I’m gonna take two weeks, gonna have a fine vacation
I’m gonna take my problem to the United Nations
Well I called my congressman and he said Quote:
“I’d like to help you son but you’re too young to vote”
Sometimes I wonder what I’m a gonna do
But there ain’t no cure for the summertime blues
I really like the way the “Is This So Difficult” thread went. Neither blogs nor usenet nor any other new media have been very effective in making progress, no more than the broadcast media that preceded them. What we need is a way for people to converge on issues, think about them together, round up the necessary expertise, and actually move toward new ideas. We had a glimmer of that in that thread.
I’ve always thought of climate change as just one of the more straightforward aspects of the sustainability problem. If we can;t get this one right, how can we move on to the others? Neven is proposing narrowing that down a bit: growth is the problem. Perhaps we can build a reasonable crusade on questioning the nature and sustainability of growth? After all, it seems to be at the center of the delusional structure of our time, and is a universal opinion of left and right. Full employment! Jobs! Economic Growth! Even population growth! It’s so written into every transaction, every behavior, every argument. And yet it’s obviously wrong, and has been obviously wrong since 1798
at the latest.
A lot of people will have a lot of resistance at that point. They’ll call you communistic (though if you’d said it thirty years ago in Moscow you’d presumably be called an imperialist for that; indeed, imperialism is an ideology of scarcity).

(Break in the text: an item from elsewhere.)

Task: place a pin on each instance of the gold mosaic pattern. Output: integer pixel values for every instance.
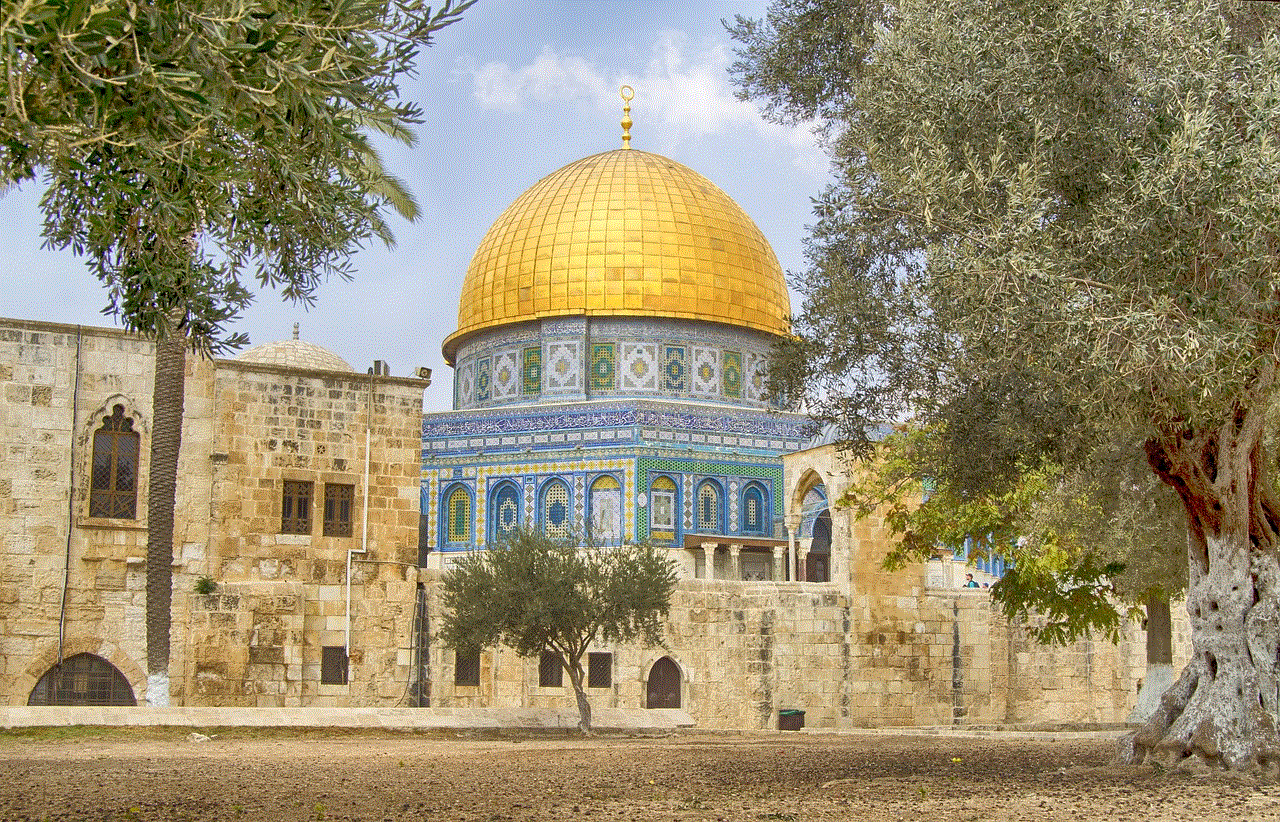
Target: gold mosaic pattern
(622, 233)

There are other ideas that seem to have resonance with a very wide audience. I have recently had some success reaching out to military types by making the analogy of the earth to a ship, which I owe to the quirky and sporadically brilliant (but genuinely brilliant nonetheless!) Buckminster Fuller. (no relation to Tom, one presumes…)

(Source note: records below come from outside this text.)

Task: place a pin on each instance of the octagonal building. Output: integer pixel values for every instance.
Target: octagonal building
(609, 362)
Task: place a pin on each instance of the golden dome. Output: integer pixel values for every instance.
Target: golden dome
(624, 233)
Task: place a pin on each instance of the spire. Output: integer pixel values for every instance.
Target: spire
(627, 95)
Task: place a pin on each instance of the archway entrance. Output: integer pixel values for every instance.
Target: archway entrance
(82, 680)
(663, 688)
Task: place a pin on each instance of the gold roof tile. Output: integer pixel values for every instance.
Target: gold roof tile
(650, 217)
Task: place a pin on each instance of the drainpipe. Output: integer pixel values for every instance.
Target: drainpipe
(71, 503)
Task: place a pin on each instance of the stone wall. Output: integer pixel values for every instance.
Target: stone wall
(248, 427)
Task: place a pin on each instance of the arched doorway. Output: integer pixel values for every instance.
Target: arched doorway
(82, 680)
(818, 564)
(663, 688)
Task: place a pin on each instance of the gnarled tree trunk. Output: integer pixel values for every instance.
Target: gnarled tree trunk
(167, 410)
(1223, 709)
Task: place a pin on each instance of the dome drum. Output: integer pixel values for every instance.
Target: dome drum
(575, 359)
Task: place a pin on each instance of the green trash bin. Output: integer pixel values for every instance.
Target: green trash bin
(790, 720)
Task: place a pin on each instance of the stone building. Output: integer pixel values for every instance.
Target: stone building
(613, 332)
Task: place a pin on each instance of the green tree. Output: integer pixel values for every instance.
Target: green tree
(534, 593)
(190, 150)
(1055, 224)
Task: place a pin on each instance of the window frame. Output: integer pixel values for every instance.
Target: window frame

Which brings me to another really big question.
The fact is that now that there are enough of us to rock the boat, there does need to be some authority to keep the boat steady. One hesitates to argue for a global government; not only is the concept viscerally hated in America these days but it really does have some serious dangers associated with it. Would an American teenager today even fantasize about taking their troubles to the United Nations, like the protagonist in Eddie Cochran;s 1958 song?
In the coming decades, there has to be some authority, some amount of global soveriegnty. I think recent events have demonstrated beyond doubt
that we can’t cope with just the current system. You don’t run a ship with six big captains, a dozen less influential captains, and a hundred and forty minor captains. It seems to me that we have to press for a global decision-making process. (Anyone who is planning to fall back on geoengineering the more so!)

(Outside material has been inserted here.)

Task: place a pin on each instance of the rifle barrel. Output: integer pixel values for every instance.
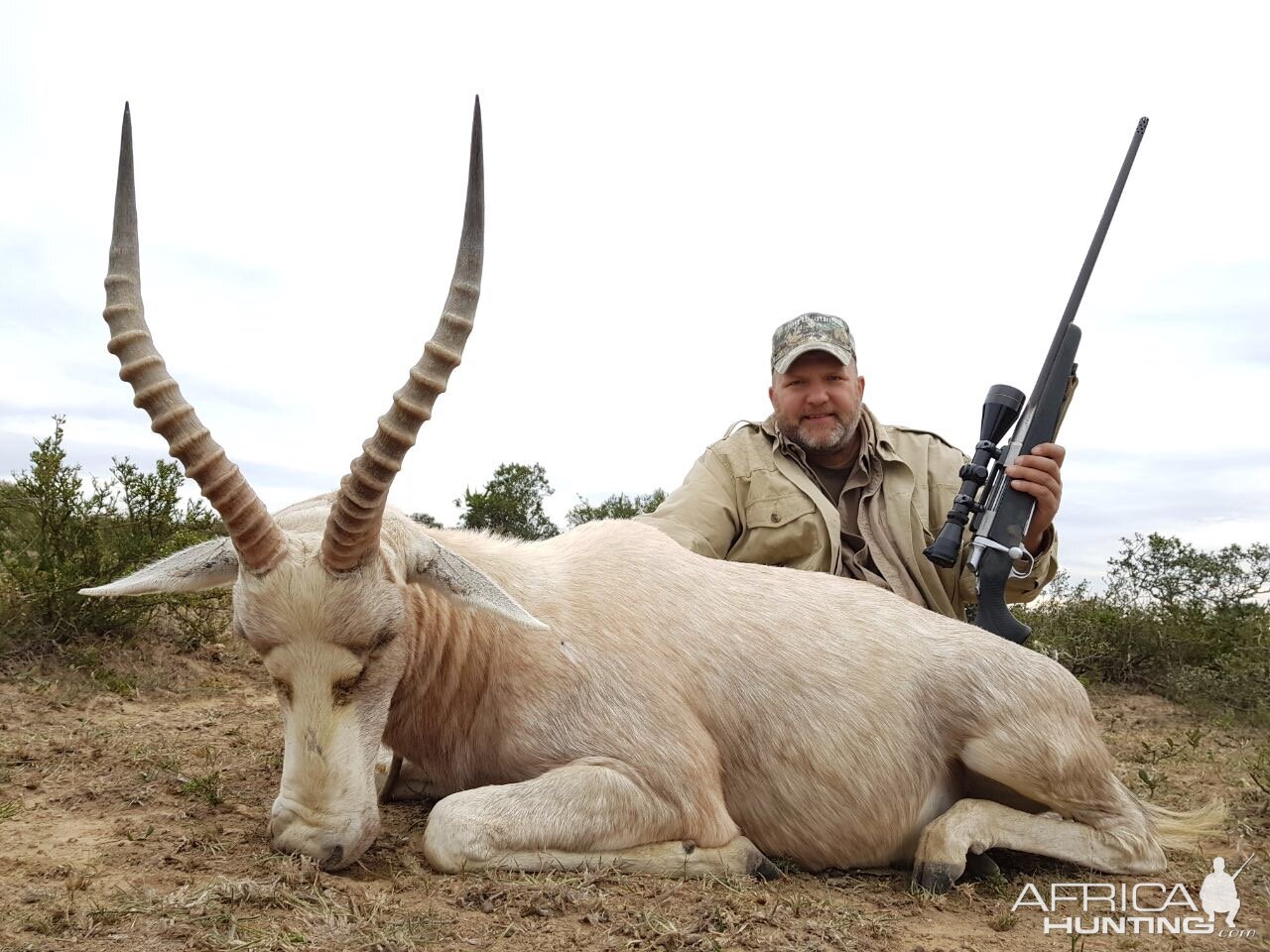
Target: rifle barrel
(1082, 280)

People who believe that such a thing is a very bad idea should reflect on the existence of the GATT and the WTO
. We have had global governance for decades now. We simply don’t give it any powers other than the protection of big capital. Don’t get me wrong. Big capital absolutely needs protecting; the whole bloody system falls apart otherwise. (As I understand it, it nearly did so last year.) We have become quite dependent on this system. But it really lacks some important priorities. There are other stakeholders on the planet, many (one hopes) as yet unborn. The thing that has utterly failed us is the collection of nation-states each acting in its own interest.
What a stupid way to go.
Is there an alternative? Is there a way to exert pressure on a global scale? Is that the end run around idiot nations and nationalisms?